I follow on slow foot and unsubdued:
Have I not heard thy cry across the wind?
Not seen thee, Slayer of the serpent brood,—
Error, and doubt, and death, and anguish blind?
I follow, I shall know thee by thy plumes
Flame-tipped, when on that morn of conquered tombs,
I praise amidst my years the doom assigned.

A SONG OF THE NEW DAY

The tender Sorrows of the twilight leave me,
And shall I want the fanning of smooth wings?
Shall I not miss sweet sorrows? Will it grieve me
To hear no cooing from soft dove-like things?

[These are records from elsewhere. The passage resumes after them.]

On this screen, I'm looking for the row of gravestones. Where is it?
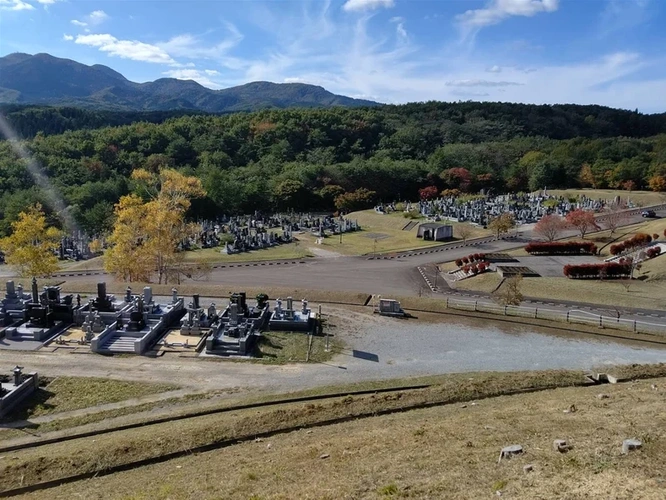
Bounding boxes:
[189,214,360,254]
[418,194,619,225]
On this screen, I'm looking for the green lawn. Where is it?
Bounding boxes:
[2,377,179,420]
[298,210,491,255]
[250,332,342,364]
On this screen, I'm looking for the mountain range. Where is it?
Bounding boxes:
[0,53,379,113]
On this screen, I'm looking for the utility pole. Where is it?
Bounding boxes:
[317,304,331,352]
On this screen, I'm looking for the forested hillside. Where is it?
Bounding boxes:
[0,103,666,233]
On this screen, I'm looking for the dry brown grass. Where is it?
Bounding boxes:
[16,374,666,500]
[0,370,583,489]
[5,377,179,420]
[456,274,666,309]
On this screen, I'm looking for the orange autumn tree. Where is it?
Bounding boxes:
[566,208,599,238]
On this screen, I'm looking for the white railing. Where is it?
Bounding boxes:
[446,297,666,335]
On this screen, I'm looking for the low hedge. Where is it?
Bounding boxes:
[525,241,597,255]
[610,233,659,255]
[563,262,631,279]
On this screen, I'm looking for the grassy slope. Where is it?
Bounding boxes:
[12,374,666,500]
[448,219,666,309]
[3,377,179,420]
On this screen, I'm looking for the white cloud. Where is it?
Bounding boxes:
[70,10,110,27]
[162,69,221,89]
[342,0,395,12]
[75,34,175,64]
[444,80,522,87]
[220,3,666,111]
[390,16,408,42]
[0,0,35,11]
[157,23,243,59]
[88,10,109,24]
[456,0,559,29]
[598,0,651,38]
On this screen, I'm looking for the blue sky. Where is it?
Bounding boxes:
[0,0,666,112]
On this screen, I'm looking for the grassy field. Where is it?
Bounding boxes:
[3,377,179,420]
[55,210,491,271]
[456,272,666,309]
[298,210,491,255]
[60,242,313,271]
[548,189,666,206]
[448,219,666,309]
[11,369,666,500]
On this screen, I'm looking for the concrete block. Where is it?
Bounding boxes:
[553,439,571,453]
[622,439,643,455]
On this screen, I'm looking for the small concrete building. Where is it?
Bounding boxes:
[416,222,453,241]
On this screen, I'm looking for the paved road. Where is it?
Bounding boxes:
[59,205,666,296]
[0,306,666,392]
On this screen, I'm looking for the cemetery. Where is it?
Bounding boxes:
[0,280,317,356]
[373,297,407,318]
[416,189,620,226]
[0,365,39,418]
[195,212,360,255]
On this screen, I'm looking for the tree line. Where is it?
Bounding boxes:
[0,102,666,235]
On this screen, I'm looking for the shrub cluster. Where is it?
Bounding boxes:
[610,233,658,255]
[563,262,631,279]
[525,241,597,255]
[456,253,486,267]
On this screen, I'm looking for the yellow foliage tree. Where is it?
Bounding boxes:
[104,194,154,281]
[648,175,666,192]
[105,169,206,283]
[0,203,61,276]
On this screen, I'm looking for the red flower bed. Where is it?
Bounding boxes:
[645,247,661,259]
[610,233,652,255]
[563,262,631,279]
[525,241,597,255]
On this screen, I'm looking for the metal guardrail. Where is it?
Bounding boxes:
[446,297,666,335]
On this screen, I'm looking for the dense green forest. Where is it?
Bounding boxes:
[0,102,666,233]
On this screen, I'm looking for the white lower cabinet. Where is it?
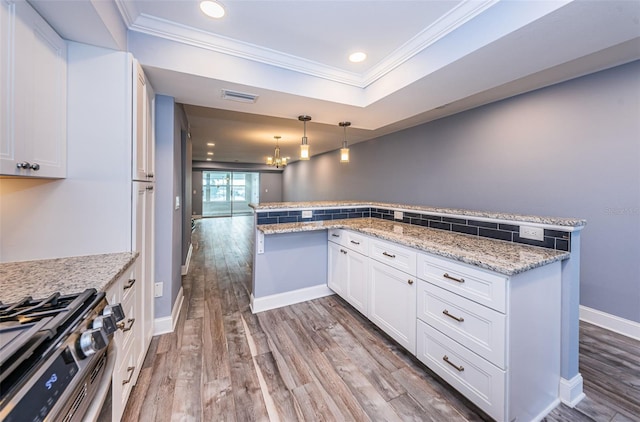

Let Evening hear them! O wide Dawn uprisen,
Know me all thine; and ye, whose level flight
Has pierced the drear hours and the cloudy prison,
Cry for the pathless spaces and the light!

SWALLOWS

Wide fields of air left luminous,
Though now the uplands comprehend
How the sun’s loss is ultimate:
The silence grows; but still to us
From yon air-winnowing breasts elate
The tiny shrieks of glee descend.

Deft wings, each moment is resigned
Some touch of day, some pulse of light,
While yet in poised, delicious curve,
Ecstatic doublings down the wind,
Light dash and dip and sidelong swerve,
You try each dainty trick of flight.